Esterhazy plays a virtuoso game with the projected doppelganger figures of the wedding man, who meets several times. merges with itself. And he even pushes to the extreme by evoking a real doppelganger of Jiří Bubeníček, the interpreter of marriage, after the eventful turn of the play, as time begins to turn back, namely his twin brother Otto . The two longtime soloists of the Hamburg Ballet Company are perfect in such double roles, because they look so close to each other, that you do not know soon who is who? Here, the two are distinguished by the colors of the costume, but that only breaks the attraction and the potentials at the same time. The result is less an illusionistic confusion of the senses than an enchantment of the eye, heart and ear – the best thing that an opera evening can achieve for the spectator.
The Goose That Was Forbidden to Ask
A little more of this would have been desired for the first opening, the new production of Wagner's "Lohengrin" at the Festspielhaus. The production was already a topic of conversation in the world of opera thanks to the couple of artists Rosa Loy and Neo Rauch, involved as duo of outfitters, as well as to several notable refusals, including the original director Alvis Hermanis who had retired prematurely with a politically hidden explanation. , Anna Netrebko for the role of Elsa and tenor Roberto Alagna, who reportedly failed to learn the title role, especially in the language.
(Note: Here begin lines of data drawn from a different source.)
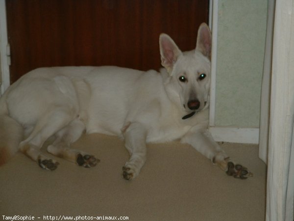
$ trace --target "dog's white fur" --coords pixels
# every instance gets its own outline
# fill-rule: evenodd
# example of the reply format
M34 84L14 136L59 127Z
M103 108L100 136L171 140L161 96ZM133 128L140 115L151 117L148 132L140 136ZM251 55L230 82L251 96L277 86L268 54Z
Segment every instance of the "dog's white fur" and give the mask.
M112 66L52 67L34 70L20 79L0 99L0 164L19 149L41 167L54 169L57 163L39 150L54 135L49 153L94 166L94 156L70 148L86 130L124 138L130 155L123 167L126 179L137 176L143 166L146 142L176 139L227 170L228 156L207 130L208 27L201 24L196 49L191 52L182 53L165 34L159 42L165 67L160 73ZM192 111L196 112L182 119Z

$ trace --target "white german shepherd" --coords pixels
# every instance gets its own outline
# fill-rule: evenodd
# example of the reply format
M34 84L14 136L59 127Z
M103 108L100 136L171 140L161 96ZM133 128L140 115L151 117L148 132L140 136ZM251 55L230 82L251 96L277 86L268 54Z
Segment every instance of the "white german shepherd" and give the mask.
M180 139L228 175L251 174L235 165L207 130L211 35L198 30L195 50L182 53L168 35L159 38L162 69L146 72L117 67L39 68L21 78L0 99L0 165L18 149L52 170L58 163L40 150L86 167L98 160L70 148L86 130L123 137L130 157L122 167L127 180L146 161L146 142Z

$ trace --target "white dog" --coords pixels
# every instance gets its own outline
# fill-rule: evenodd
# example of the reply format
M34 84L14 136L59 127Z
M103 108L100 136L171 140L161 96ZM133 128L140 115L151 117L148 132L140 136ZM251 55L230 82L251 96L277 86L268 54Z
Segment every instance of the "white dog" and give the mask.
M211 35L205 24L195 50L182 53L168 35L159 38L160 73L117 67L39 68L25 75L0 99L0 165L18 149L42 168L58 163L40 150L53 136L50 154L85 167L93 156L70 148L84 130L123 137L130 157L123 177L139 174L146 142L180 139L230 175L251 175L235 165L207 130Z

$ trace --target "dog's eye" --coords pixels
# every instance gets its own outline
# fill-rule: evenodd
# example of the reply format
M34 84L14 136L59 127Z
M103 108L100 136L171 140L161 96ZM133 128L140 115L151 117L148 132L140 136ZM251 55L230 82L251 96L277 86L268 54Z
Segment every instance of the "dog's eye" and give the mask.
M198 78L198 79L199 79L200 81L202 81L205 78L205 77L206 77L206 75L205 74L201 74Z
M187 81L187 79L184 76L180 77L179 80L181 82L186 82Z

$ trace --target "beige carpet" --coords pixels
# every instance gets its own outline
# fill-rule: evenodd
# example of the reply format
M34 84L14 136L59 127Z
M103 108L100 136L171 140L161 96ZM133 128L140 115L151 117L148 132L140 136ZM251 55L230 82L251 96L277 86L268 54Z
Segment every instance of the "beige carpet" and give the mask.
M128 154L116 137L86 135L73 145L100 159L91 168L59 159L56 170L45 171L19 153L0 167L0 220L3 215L34 216L34 220L63 215L139 221L264 221L266 166L258 158L258 146L222 146L254 177L228 176L192 147L177 142L148 145L147 162L131 181L122 178Z

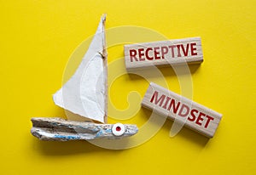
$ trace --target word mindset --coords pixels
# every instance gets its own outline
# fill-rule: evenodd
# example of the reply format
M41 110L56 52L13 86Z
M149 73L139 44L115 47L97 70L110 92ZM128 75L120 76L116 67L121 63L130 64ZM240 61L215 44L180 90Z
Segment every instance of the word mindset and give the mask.
M200 37L125 45L126 69L203 61Z
M171 119L186 120L185 126L212 138L222 115L153 82L142 105Z

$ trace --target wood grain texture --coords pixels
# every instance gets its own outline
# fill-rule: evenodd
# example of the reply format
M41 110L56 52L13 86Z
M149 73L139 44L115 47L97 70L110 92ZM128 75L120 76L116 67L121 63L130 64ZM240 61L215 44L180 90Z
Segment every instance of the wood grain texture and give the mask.
M67 121L58 117L34 117L31 119L33 136L42 140L67 141L91 140L96 138L118 139L136 134L136 125L124 125L125 132L120 136L113 134L113 124Z
M222 115L185 97L151 82L142 105L172 120L184 121L185 127L212 138Z
M127 71L203 61L201 37L128 44L124 49Z

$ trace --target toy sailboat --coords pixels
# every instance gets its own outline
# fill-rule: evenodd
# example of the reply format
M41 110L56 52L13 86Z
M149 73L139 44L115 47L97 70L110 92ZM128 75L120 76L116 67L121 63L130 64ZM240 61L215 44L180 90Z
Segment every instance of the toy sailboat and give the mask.
M31 129L33 136L43 140L67 141L120 138L137 133L136 125L105 124L108 118L105 21L103 15L76 72L53 96L56 105L84 117L86 121L34 117Z

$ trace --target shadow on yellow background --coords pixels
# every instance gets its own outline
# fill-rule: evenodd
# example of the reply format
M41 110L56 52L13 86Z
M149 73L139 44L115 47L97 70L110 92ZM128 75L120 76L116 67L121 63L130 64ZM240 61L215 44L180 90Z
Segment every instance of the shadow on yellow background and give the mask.
M254 1L24 0L0 4L2 174L256 173ZM123 150L86 141L44 142L31 135L31 117L66 117L51 95L61 87L70 55L95 33L103 13L108 14L107 29L134 25L169 39L201 37L204 62L189 67L192 99L224 115L213 138L187 128L170 138L169 120L147 142ZM109 65L124 56L122 44L108 51ZM173 70L160 72L168 88L180 93ZM140 76L123 75L108 89L111 103L125 110L132 105L130 93L136 91L134 98L141 99L148 85ZM109 117L108 121L141 127L150 114L138 108L129 120Z

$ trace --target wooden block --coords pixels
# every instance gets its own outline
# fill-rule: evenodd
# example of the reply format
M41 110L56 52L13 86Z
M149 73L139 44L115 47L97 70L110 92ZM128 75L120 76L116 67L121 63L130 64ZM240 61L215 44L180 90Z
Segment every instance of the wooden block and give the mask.
M151 82L142 102L143 107L168 116L184 120L185 127L212 138L222 115L185 97Z
M125 45L125 60L127 71L199 64L203 61L201 37Z

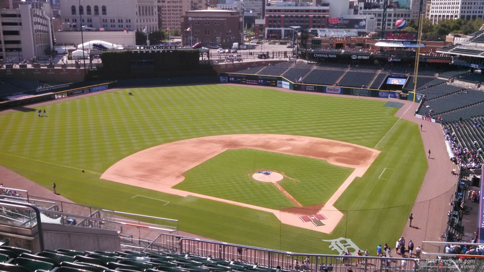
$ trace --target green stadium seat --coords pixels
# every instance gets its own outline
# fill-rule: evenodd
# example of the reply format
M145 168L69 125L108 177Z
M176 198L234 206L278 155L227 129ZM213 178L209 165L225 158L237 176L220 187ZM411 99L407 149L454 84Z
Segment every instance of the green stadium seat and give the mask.
M130 265L128 264L123 264L122 263L110 262L107 264L107 267L110 269L129 269L130 270L136 270L136 271L143 271L143 270L137 266ZM118 270L119 270L118 269Z
M137 266L141 270L146 270L147 269L153 268L152 265L146 263L137 262L134 260L131 261L129 260L123 260L121 261L121 263L123 264L127 264L128 265Z
M106 256L105 255L102 255L101 254L98 254L97 253L91 253L91 254L88 254L86 256L86 257L90 257L91 258L96 258L96 259L99 259L106 263L107 263L109 262L116 262L116 258L114 257L110 257L109 256Z
M88 271L91 271L91 272L103 272L103 271L102 270L100 270L98 268L94 267L92 265L86 265L84 264L71 262L62 262L60 263L60 266L66 266L77 269L82 269L82 270L87 270Z
M159 266L157 269L148 269L146 272L182 272L183 270L176 267L166 267Z
M114 270L111 270L111 271L114 271ZM68 266L61 266L56 271L56 272L91 272L91 271Z
M76 255L74 257L74 259L82 262L91 263L93 264L97 264L98 265L102 265L104 266L106 266L108 262L102 261L101 260L96 258L86 257L86 256L81 256L80 255Z
M5 262L8 261L10 258L10 257L9 257L8 255L0 253L0 262Z
M20 265L30 271L33 272L38 269L43 269L44 270L52 270L55 266L52 263L39 261L33 259L28 259L22 257L19 257L14 260L14 263L17 265Z
M60 263L62 262L72 262L74 261L74 257L73 257L72 256L66 255L65 254L60 254L59 253L54 253L48 251L45 251L45 250L39 254L39 255L43 257L46 257L47 258L50 258L51 259L55 260L55 261L59 263Z
M9 258L16 258L18 257L18 254L14 252L12 250L5 249L4 248L0 248L0 253L8 256Z
M118 256L117 254L114 252L107 252L106 251L100 251L99 250L94 250L94 253L100 254L105 256L109 256L109 257L114 257L114 256Z
M28 250L24 248L20 248L20 247L15 247L13 246L6 246L5 245L2 245L0 246L0 248L3 249L7 249L10 250L11 251L13 251L17 254L20 255L22 253L31 253L32 252L30 250Z
M0 271L7 272L30 272L30 271L23 266L11 263L0 263Z
M59 266L60 265L58 262L57 262L50 258L43 257L40 255L34 255L33 254L30 254L29 253L22 253L20 254L20 257L22 258L26 258L28 259L31 259L32 260L37 260L39 261L47 262L53 264L55 266Z
M148 254L144 252L136 252L136 251L131 251L130 250L124 250L123 252L124 253L127 253L130 255L134 255L138 257L146 257Z
M190 268L191 269L195 269L197 271L203 271L208 272L210 271L210 269L208 267L202 267L201 266L194 266L193 265L190 265L188 264L185 264L185 265L182 266L182 268Z
M76 251L76 250L70 250L69 249L64 249L63 248L60 248L57 250L58 253L62 253L64 254L67 254L70 255L74 257L76 255L84 255L84 252L82 251Z

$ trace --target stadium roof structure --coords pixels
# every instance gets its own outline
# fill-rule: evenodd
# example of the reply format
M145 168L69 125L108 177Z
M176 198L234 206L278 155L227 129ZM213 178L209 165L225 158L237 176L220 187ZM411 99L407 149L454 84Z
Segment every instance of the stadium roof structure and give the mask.
M407 44L401 43L400 44L393 44L388 42L378 42L375 44L376 46L381 46L383 47L405 47L405 48L416 48L417 44ZM425 45L420 44L420 47L424 47Z

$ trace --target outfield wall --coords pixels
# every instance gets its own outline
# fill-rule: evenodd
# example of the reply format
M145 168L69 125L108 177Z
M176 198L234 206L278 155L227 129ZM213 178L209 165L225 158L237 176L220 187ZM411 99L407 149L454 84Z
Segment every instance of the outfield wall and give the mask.
M317 84L294 83L283 76L247 75L238 73L220 73L220 82L250 85L272 86L284 88L293 91L325 92L336 94L358 95L382 98L394 98L403 100L413 100L413 93L402 93L400 91L382 91L374 89L362 89L330 86Z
That too, however, talks about the experience of Katharina Wagner in the direction of the festival: that she knows how to master such blows in the office during this time, not impressed by the usual crises of the industry .
Piotr Beczała, well known in Zurich, also had a lucky hand – he was probably the best choice for the title. In the first act, visibly affected by nervousness in all those involved, Beczała still lacks shine in the waist; However, the more the director draws the figure of the sword knight of the Fiihrer and the Redeemer, the more he gains in brightness in his exposed position around the tense upper A, especially in the Grail narrative of the third throwing.
Beczała goes through a vocal development similar to that of Anja Harteros who deliberately pursues her creativity: she sings Elsa first with a singularly hard, broken sound in the register changes girl's voice and lets the proverbial goose forbid questions, only in the bridal chamber to the sure-of-self woman to bloom – who can survive right here at the end and with ring and horn in the bag looking for the extent
Excessive world of the image
Yuval Sharon, the second savior in need some other ideas of this kind in the quiver; Of course, apart from Loy and Rauch's awesome imagery, they barely have a chance to develop theatrical coherence. Fortunately, Bayreuth is spared from the debacle that the Bavarian State Opera recently made with the "Parsifal" illustration of Georg Baselitz. But there can be no question of a connection between the seemingly deeply thoughtful scene, enriched with all sorts of romanticism and symbolism of colors, and the dreadfully upright standing theater for a long time before the big stage.
The festival choir, decked out by Eberhard Friedrich for outstanding textual clarity, remains awkward in two half-rows of the same order as in the days of Wolfgang Wagner. Waltraud Meier, who is celebrated as a returnee of Bayreuth, is trying to save with her vocal performances as an ortrud, at least what can be saved by an authentic theatrical tension. And Christian Thielemann opposes the highs and lows of the stage to a subtle and subtly shaded interpretation of the timbre with the Festival Orchestra. A coherent whole is not everything, not to say here the "Gesamtkunstwerk" so obvious. In Bayreuth we were already on it.